The Young Visiters has been a cult classic since it was published in 1919; it has remained continuously in print since that time (most recently, with illustrations by the wonderful Posy Simmonds). And its themes are those of the classic Victorian novel: love, marriage, money and class. But what makes The Young Visiters unique is that its author, Daisy Ashford, wrote it when she was nine years old. As her grandson, Terry Rose, explains on the Amazon page about the book:
"That it was published at all is almost as remarkable a story as the book itself. Daisy and her sisters came upon a bundle of notebooks neatly tied and stored whilst clearing their mother's house following her death. They found The Young Visiters so amusing Daisy sent it to a sick friend to cheer her up. She in turn passed it to Frank Swinnerton, a novelist and reader for Chatto and Windus who believed it could be successfully published.
What followed would these days be thought of as clever marketing but in fact was quite unintentional back in 1919 when the book was first published. JM Barrie agreed to write the preface and an amazed public, unable to accept that a 9 year old could have possibly written it assumed that Daisy did not exist and that Barrie was the author. This resulted in huge amounts of publicity on both sides of the Atlantic and The Young Visiters immediately became a bestseller. Daisy, always shy and modest had to take to giving readings in London to dispell the myth that Barrie was the author."
The text of The Young Visiters reveals the author to have an acute ear for what adults say, but rather less grasp of why they are saying it, or how they spell (and punctuate) it. This, for example, is the letter which Mr. Salteena writes to his old friend, accepting the invitation which sets the story in motion:
My Dear Bernard
Certinly I shall come and stay with you next Monday I will bring Ethel Monticue commonly called Miss M. She is very active and pretty. I do hope I shall enjoy myself with you. I am fond of digging in the garden and I am parshial to ladies if they are nice I suppose it is my nature. I am not quite a gentleman but you would hardly notice it but cant be helped anyhow. We will come by the 3-15.
Your old and valud friendAlfred Salteena.
It would be a joy to read aloud, and Paddock Productions' adaptation recognises this. The characters do not simply speak the dialogue of the original, they reproduce the book word for word, dividing the narrative between the characters. This conveys the extent to which the author speaks through her characters: Martina Clarke as Ethel conveys young Daisy's enthusiasms, not only for the lovingly detailed clothes but also for sweet things, such as "A glorious tea ... on a gold tray two kinds of bread and butter a lovly jam role and lots of sugar cakes." But it allows some wicked emphasis to point out the many unintentional improprieties (Mr. Salteena's fond farewell to Rosalind the housemaid, for example). Although the programme describes the play, quite accurately, as "A Tale for Grown-ups written by a Child", it was noticeable that the many younger people in the audience were as appreciative (and laughed as much) as their elders.

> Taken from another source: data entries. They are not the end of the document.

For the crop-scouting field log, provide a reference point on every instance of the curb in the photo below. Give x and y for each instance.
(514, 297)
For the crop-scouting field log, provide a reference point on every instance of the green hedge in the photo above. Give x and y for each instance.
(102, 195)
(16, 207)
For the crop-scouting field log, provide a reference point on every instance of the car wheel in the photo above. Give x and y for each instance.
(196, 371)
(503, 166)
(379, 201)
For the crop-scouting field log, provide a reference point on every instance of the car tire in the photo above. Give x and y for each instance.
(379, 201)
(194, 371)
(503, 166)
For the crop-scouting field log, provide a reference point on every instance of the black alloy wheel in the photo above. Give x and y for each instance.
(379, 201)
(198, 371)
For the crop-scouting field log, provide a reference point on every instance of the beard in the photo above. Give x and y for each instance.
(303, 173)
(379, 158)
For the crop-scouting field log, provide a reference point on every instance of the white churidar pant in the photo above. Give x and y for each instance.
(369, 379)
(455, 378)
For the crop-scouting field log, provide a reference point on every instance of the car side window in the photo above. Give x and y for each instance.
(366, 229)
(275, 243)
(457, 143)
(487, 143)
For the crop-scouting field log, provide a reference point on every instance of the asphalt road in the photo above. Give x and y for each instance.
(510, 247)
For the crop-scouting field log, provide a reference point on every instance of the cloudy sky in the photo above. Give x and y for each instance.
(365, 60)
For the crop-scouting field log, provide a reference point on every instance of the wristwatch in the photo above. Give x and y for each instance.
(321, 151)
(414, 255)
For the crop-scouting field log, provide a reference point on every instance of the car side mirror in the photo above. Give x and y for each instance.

The production, designed by Num Stibbe, makes ingenious use of simple resources, from the constant changes of hat, most of which cheerfully decline to correspond to the descriptions in the text, to the versatile screen which can be folded this way and that, suggesting now a domestic interior, now a railway carriage and now a rowing boat on the Thames - even, with he deft conversion of an oar into a shady tree, a grassy riverbank just right for a romantic interlude. The gothic splendor of the Joachim Room gave added point to remarks about Bernard Clark's "very sumpshous house."
Martina Clarke plays Ethel Monticue ("quite a young girl") as a predecessor of Lorelei Lee; Jonathan Cullen directed the production, as well as playing Mr. Salteena ("an elderly man of 42 [who] was fond of asking peaple to stay with him") with great sympathy; Richard Hahlo plays two rather predatory gentlemen, Bernard Clark and Lord Clincham, with a great twirling of moustaches. Richard Attlee, probably the most familiar name in the cast (he plays Kenton Archer), takes on all the other parts, including Rosalind the housemaid, Francis Minnit the devout butler, Edward Procurio the Groom of the Chambers and an eerily familiar Prince of Wales.